(New York) Les prix du pétrole ont terminé vendredi sur une note optimiste leur pire semaine depuis la crise financière de 2008, marquée par le déclenchement d’une nouvelle guerre des prix de l’or noir et la crainte d’une diminution importante de la demande en brut.

Agence France-Presse

À Londres, le baril de Brent de la mer du Nord pour livraison en mai s’est apprécié de 1,9 %, ou 63 cents, pour finir à 33,85 dollars.

À New York, le baril de référence WTI pour avril a gagné 0,7 %, ou 23 cents, pour clôturer à 31,73 dollars.

Mais le baril de Brent a perdu sur l’ensemble de la semaine 25,2 % quand celui de WTI a lâché 23 %.

Depuis un pic atteint il y a un peu plus de deux mois, quelques jours après l’élimination par Washington du général iranien Qassem Soleimani, les cours ont perdu plus de la moitié de leur valeur.

Ils ont notamment encaissé lundi leur pire chute depuis la guerre du Golfe en 1991, avec un plongeon d’environ 25 %.

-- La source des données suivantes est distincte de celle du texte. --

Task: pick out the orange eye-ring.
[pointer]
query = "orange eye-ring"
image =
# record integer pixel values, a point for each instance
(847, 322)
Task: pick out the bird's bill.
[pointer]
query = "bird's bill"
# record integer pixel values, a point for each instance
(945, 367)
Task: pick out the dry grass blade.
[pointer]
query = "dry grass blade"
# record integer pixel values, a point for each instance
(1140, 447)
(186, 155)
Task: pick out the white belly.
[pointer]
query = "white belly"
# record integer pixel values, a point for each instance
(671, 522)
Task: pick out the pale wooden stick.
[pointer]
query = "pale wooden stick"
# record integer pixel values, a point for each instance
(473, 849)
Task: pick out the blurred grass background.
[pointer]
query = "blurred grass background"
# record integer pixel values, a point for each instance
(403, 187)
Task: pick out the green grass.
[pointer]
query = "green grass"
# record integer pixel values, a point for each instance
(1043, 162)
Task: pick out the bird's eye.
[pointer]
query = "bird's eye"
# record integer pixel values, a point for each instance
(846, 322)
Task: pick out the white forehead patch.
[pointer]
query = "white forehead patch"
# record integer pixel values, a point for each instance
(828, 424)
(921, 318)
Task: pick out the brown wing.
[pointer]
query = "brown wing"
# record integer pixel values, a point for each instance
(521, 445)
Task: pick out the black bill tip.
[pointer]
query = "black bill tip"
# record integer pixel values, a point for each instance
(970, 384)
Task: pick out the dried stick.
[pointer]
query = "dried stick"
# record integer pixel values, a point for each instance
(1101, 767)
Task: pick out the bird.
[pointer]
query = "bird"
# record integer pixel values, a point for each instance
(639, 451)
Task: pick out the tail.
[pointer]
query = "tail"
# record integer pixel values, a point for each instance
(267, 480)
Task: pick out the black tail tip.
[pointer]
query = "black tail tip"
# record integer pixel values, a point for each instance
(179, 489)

Les prix du pétrole souffrent aussi bien de la situation du côté de l’offre, avec plusieurs géants pétroliers comme l’Arabie saoudite et la Russie qui se sont lancés dans une guerre des prix, que du côté de la demande, touchée de plein fouet par la crise sanitaire.

« La Russie et l’Arabie saoudite semblent toujours disposées à augmenter leur production et à faire baisser les prix, sans montrer aucun signe de retour à la table des négociations », a souligné dans une note Jeffrey Halley, de Oanda.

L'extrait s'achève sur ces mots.